Translate this into two clock readings. Clock A has 3 positions (0, 1, 2) and ticks at every integer. Clock B has 5 positions (0, 1, 2, 3, 4) and also ticks at every integer. Both clocks show position 0 at time x = 0, then advance together, each wrapping around with its own period. You want the earliest positive integer x where clock A reads 2 and clock B reads 3 simultaneously.

There are 15 candidate values between 0 and 14. Walking through them one by one is brute force. But with m and n coprime (here \gcd(3, 5) = 1), the two clocks never synchronise the same pair twice in a full cycle of mn.

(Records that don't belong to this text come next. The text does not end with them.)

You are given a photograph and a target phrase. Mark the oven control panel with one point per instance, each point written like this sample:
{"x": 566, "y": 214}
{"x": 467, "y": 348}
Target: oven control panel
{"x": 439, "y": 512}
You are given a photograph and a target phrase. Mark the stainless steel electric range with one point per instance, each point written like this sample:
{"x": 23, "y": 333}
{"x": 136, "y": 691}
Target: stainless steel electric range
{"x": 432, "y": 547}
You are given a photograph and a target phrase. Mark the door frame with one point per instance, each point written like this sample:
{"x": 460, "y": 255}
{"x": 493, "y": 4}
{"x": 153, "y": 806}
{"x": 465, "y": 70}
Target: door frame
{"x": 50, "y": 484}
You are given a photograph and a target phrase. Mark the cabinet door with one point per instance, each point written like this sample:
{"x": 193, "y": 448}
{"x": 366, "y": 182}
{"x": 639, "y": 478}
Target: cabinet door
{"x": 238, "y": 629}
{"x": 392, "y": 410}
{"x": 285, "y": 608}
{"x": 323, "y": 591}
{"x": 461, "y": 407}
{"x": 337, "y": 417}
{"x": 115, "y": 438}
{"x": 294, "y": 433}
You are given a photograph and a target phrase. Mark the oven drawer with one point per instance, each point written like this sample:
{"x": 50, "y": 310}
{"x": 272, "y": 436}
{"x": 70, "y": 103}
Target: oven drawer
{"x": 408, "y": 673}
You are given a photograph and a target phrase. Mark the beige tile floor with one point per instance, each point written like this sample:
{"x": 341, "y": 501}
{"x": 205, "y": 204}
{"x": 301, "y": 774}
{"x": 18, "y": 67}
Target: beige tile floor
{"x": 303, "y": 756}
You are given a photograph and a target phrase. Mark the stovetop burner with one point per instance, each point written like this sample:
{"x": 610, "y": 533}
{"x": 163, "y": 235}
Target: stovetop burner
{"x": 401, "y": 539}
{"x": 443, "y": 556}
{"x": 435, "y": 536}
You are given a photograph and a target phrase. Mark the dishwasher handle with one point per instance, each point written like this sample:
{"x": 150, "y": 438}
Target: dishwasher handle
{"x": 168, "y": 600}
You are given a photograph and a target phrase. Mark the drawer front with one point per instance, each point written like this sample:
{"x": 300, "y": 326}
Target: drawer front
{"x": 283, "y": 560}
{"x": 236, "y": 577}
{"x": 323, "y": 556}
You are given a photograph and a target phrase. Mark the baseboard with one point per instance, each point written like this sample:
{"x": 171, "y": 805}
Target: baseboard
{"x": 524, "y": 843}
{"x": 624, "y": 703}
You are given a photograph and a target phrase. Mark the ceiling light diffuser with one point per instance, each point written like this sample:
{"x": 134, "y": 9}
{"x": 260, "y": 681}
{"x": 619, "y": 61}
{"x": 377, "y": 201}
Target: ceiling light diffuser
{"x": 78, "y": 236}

Exactly one hour within \{0, 1, \ldots, mn - 1\} satisfies any pair of demands. That is the Chinese Remainder Theorem.

Interactive: two clocks, hunt for the matching hour

x = 0 m = n =

Scan $x$ from $0$ to $mn - 1$. Clock A shows $x \bmod m$, Clock B shows $x \bmod n$. The strip below records the pair $(x \bmod m, x \bmod n)$ at every $x$. When $\gcd(m, n) = 1$, every pair appears exactly once — the CRT bijection. Change $m, n$ and try $m = 6, n = 4$ to watch the bijection collapse.

Why the pairs are in perfect bijection

Why does the theorem work only when \gcd(m, n) = 1? Here is the picture.

Walk through the integers 0, 1, 2, \ldots, mn - 1 and at each one, record the pair (x \bmod m, x \bmod n). You get a list of mn pairs. There are m \cdot n possible pairs in total. If all mn pairs you recorded are distinct, the map is a bijection, and every pair corresponds to exactly one x in the range \{0, \ldots, mn-1\}.

The condition \gcd(m, n) = 1 is exactly what forces distinctness. Suppose two integers x and y in \{0, \ldots, mn-1\} produced the same pair. Then m \mid (x - y) and n \mid (x - y). If \gcd(m, n) = 1, then \operatorname{lcm}(m, n) = mn, and any integer divisible by both m and n must be divisible by mn. But |x - y| < mn, so the only multiple of mn in that range is 0 — meaning x = y. Therefore the pairs are distinct, and the bijection holds.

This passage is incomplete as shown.